Student perceptions of AI coding assistants in learning
Scope and rigor of the study
- Several commenters note the study’s very small sample (N=20) and see its findings as unsurprising: AI helps early confidence and implementation but leaves gaps when assistance is removed.
- Some argue the qualitative insights (how students actually use tools) are more valuable than the quantitative claims; others want much larger, more rigorous replications.
Learning, memorization, and syntax
- Debate over whether schools overvalue memorizing syntax vs deeper concepts, abstractions, and readability.
- Some contend you must first master basics to build higher-level skills; others stress that “learning” means generalization, not mere regurgitation.
- There’s concern that AI can create an illusion of understanding when students have not “earned” the knowledge through practice.
AI coding assistants vs calculators and other tools
- Repeated analogies to calculators, typewriters, Google, and high-level languages.
- Key distinction drawn: calculators and compilers are deterministic and logically sound; LLMs are probabilistic, can hallucinate, and outputs are hard to debug.

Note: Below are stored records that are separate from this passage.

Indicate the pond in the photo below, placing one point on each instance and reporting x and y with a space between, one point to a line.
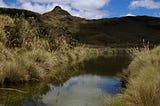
94 80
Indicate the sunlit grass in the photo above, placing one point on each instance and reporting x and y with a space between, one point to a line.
143 88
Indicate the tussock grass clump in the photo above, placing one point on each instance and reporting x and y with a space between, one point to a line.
143 88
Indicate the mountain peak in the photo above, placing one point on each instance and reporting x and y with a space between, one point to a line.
58 10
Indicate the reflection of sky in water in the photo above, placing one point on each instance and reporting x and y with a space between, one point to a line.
86 90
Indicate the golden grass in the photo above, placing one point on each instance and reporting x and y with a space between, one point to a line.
143 88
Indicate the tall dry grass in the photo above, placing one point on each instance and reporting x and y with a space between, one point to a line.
143 88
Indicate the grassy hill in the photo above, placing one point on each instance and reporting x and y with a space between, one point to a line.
114 32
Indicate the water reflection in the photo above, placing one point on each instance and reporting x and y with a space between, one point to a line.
88 83
85 90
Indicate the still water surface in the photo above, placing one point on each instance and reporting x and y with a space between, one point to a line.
88 88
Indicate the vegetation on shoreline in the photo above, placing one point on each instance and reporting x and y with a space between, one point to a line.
143 81
25 56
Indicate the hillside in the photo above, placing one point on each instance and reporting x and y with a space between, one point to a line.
115 32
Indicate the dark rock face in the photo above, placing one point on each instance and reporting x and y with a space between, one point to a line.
59 11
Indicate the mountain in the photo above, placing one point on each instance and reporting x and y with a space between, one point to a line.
115 32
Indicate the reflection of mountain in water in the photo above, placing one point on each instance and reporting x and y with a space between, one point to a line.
86 90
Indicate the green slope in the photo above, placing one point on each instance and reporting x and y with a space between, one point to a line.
115 32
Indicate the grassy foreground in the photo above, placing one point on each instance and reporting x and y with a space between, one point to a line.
25 56
143 77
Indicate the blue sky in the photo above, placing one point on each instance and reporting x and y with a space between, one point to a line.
91 9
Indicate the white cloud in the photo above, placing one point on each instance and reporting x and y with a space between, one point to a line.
2 4
129 14
88 4
83 8
149 4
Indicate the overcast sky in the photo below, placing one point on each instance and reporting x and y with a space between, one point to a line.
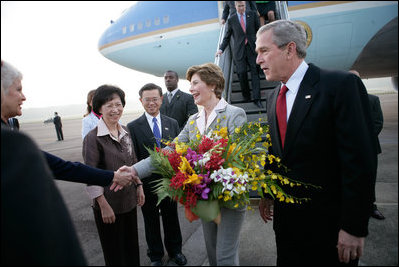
55 46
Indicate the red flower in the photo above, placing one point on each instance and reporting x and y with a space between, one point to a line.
191 199
215 162
177 181
223 142
206 144
174 160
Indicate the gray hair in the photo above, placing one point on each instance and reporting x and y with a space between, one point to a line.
286 31
8 75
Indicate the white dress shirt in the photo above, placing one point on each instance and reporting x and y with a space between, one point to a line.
201 116
293 84
151 123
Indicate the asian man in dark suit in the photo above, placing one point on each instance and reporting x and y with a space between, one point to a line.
321 128
146 132
378 119
244 54
176 103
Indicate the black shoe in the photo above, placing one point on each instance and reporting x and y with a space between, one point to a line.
377 214
156 263
179 259
258 104
247 98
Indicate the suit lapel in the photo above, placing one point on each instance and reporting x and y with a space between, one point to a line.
165 127
272 118
145 126
307 93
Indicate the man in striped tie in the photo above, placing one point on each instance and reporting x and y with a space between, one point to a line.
147 132
243 27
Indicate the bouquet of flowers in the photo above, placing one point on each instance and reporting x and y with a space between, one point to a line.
218 169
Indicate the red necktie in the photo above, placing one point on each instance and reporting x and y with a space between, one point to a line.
243 26
281 112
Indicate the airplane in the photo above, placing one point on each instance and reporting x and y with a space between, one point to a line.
155 36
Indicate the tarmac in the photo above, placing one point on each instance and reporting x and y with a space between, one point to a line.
257 243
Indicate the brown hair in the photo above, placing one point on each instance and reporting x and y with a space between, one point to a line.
90 95
209 73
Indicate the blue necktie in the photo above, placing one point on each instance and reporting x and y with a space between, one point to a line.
157 134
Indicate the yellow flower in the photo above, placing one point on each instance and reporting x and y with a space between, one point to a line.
223 132
193 179
185 166
181 148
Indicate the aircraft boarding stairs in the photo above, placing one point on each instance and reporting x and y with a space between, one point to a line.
233 95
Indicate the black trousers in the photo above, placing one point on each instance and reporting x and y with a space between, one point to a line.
119 240
242 71
60 136
170 222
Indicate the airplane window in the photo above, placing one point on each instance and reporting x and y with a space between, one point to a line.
165 19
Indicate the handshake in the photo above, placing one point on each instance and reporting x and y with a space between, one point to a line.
125 176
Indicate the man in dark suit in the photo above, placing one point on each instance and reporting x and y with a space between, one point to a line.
378 119
58 126
146 132
321 128
177 104
243 25
13 123
11 102
229 9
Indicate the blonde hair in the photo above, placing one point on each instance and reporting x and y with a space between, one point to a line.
209 73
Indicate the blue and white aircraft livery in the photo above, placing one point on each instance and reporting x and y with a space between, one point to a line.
154 36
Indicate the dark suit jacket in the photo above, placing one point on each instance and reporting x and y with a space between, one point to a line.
180 109
78 172
14 123
230 8
142 135
378 118
328 143
234 28
36 228
74 171
57 121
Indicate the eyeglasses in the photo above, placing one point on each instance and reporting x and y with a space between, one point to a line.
148 100
117 105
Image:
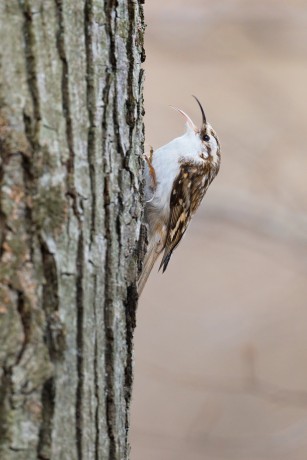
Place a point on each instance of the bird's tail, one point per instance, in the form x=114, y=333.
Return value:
x=154, y=249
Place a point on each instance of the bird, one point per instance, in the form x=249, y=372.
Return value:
x=177, y=176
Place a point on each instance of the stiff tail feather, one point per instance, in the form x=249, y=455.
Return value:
x=154, y=249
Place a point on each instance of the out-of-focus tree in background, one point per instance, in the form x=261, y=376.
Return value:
x=221, y=344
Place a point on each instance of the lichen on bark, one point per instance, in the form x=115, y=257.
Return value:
x=71, y=140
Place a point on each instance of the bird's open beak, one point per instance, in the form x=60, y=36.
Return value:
x=187, y=118
x=202, y=111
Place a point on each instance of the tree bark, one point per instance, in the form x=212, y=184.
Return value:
x=71, y=140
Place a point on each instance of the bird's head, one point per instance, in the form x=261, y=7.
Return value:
x=205, y=134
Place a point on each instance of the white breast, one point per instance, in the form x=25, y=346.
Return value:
x=166, y=164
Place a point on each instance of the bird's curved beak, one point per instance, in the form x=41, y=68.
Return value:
x=187, y=118
x=202, y=112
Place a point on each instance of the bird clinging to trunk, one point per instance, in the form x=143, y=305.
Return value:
x=177, y=177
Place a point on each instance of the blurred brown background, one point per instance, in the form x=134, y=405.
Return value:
x=221, y=339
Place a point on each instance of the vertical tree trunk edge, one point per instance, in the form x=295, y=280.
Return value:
x=71, y=233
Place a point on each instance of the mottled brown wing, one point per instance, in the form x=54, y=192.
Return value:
x=187, y=193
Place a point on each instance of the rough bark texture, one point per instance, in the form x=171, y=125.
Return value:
x=71, y=138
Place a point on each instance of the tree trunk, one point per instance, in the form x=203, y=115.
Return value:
x=71, y=138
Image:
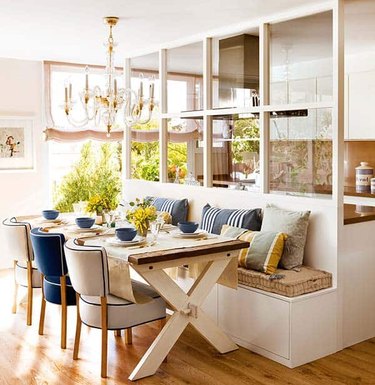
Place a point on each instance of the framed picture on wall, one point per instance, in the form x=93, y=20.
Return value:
x=16, y=143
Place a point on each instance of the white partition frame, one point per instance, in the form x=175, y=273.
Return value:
x=329, y=212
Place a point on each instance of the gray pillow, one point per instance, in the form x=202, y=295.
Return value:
x=177, y=208
x=294, y=224
x=214, y=218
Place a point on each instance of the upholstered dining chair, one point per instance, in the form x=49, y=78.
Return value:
x=96, y=307
x=17, y=237
x=50, y=260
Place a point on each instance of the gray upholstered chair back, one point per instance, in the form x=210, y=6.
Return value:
x=88, y=268
x=17, y=237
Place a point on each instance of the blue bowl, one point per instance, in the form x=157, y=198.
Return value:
x=126, y=233
x=50, y=214
x=188, y=227
x=85, y=222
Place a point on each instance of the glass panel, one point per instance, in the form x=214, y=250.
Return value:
x=236, y=70
x=145, y=137
x=301, y=154
x=235, y=152
x=185, y=78
x=301, y=60
x=185, y=157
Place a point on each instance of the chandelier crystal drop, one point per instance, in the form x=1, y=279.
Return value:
x=103, y=105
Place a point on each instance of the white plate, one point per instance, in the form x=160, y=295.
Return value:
x=114, y=241
x=180, y=234
x=93, y=229
x=57, y=220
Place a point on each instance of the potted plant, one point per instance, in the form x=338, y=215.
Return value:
x=99, y=205
x=141, y=213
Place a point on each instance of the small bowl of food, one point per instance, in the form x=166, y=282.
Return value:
x=85, y=222
x=126, y=233
x=50, y=214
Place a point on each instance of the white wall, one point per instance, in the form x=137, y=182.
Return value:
x=23, y=192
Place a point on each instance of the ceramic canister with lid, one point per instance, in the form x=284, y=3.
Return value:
x=363, y=175
x=372, y=185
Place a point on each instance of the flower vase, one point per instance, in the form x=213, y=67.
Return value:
x=142, y=230
x=100, y=218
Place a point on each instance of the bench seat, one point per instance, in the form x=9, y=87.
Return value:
x=295, y=283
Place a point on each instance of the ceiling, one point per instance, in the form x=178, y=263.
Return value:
x=72, y=31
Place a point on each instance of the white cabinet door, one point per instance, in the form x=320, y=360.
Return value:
x=361, y=105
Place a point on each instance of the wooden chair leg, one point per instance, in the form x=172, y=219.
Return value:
x=128, y=336
x=63, y=311
x=29, y=293
x=14, y=307
x=42, y=309
x=104, y=322
x=163, y=321
x=78, y=331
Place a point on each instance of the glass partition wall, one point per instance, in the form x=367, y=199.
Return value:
x=237, y=103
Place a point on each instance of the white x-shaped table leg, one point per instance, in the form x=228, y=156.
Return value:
x=187, y=309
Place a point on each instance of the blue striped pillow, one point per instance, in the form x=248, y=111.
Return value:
x=214, y=218
x=177, y=208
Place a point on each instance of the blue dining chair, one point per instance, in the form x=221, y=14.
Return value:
x=56, y=288
x=17, y=238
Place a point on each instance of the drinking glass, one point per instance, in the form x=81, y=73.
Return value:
x=155, y=227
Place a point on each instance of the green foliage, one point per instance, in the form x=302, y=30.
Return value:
x=145, y=157
x=97, y=173
x=245, y=129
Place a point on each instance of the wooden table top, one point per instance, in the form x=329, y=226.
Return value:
x=187, y=252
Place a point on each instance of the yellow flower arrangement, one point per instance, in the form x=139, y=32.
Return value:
x=97, y=204
x=142, y=212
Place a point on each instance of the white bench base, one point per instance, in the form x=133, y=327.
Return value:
x=291, y=331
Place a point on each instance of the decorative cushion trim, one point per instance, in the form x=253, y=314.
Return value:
x=213, y=218
x=265, y=251
x=292, y=223
x=177, y=208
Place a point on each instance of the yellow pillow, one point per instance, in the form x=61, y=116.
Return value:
x=265, y=251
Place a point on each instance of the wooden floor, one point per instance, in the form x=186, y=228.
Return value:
x=27, y=358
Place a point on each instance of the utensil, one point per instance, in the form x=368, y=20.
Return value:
x=50, y=214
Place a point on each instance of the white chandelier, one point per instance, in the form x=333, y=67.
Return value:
x=102, y=106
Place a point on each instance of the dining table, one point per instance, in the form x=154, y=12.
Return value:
x=210, y=256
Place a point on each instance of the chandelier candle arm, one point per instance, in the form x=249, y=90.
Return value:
x=102, y=106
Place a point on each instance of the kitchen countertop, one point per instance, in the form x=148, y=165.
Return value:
x=358, y=214
x=351, y=191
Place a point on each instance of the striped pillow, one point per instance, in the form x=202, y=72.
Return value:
x=265, y=251
x=177, y=208
x=214, y=218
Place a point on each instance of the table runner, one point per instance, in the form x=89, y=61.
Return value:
x=119, y=268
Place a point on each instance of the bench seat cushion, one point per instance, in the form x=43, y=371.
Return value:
x=293, y=284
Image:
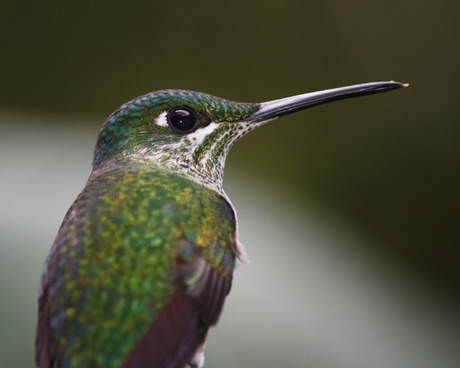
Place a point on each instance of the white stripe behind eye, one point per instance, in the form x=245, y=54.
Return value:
x=200, y=134
x=161, y=120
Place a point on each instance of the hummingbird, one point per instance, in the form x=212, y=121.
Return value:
x=144, y=258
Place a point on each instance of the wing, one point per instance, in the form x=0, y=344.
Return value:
x=180, y=330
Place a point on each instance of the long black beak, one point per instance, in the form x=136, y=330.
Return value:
x=276, y=108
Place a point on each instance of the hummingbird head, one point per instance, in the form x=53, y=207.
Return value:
x=192, y=132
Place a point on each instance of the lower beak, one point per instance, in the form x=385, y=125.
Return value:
x=276, y=108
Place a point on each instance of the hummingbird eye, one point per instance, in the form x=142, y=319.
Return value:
x=183, y=120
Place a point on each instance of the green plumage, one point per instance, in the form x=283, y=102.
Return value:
x=114, y=267
x=144, y=258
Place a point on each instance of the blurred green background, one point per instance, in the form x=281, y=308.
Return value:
x=350, y=211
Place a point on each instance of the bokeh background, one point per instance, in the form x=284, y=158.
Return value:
x=349, y=211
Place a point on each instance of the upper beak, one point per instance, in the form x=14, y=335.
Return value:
x=276, y=108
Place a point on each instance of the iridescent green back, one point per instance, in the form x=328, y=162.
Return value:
x=112, y=267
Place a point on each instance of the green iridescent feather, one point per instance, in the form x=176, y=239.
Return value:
x=113, y=266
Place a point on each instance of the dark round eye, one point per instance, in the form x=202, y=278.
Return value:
x=183, y=120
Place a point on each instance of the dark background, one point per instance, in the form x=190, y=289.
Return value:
x=389, y=162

- Others counter that tools can still be transformative and widely adopted even if they require careful use and produce errors when misused.
Impact on assignments and curricula
- Some argue the particular OOP assignment in the paper is contrived, designed to force in inheritance rather than teach real-world design; in such artificial tasks, AI naturally looks less helpful.
- This is framed as a critique of curriculum design more than of AI’s learning value.
Cheating, grading, and credential erosion
- A long subthread describes how LLMs have “broken the curve”: cheating is easy, online/homework scores are inflated, and diligent students struggle to compete.
- Professors sometimes acknowledge suspected cheaters yet don’t adjust curves or enforce rules, prompting frustration.
- Others note that high exam scores from students in the back row are not always cheating; some simply learn outside lecture.
- Several predict universities and employers will devalue GPAs and rely more on direct assessments and longer, in-house evaluations.
Future of programming and “AI-native” skills
- Some predict that, as AI improves, learning to code “by hand” will become niche, akin to doing integrals manually.
- Critics argue that without a deep mental model (the “tower of knowledge”), students will be unable to handle hard problems or understand/verify AI-generated code.
- There’s speculation about a new divide between skilled AI users who use tools to think better and unskilled users who outsource thinking, with major implications for education and hiring.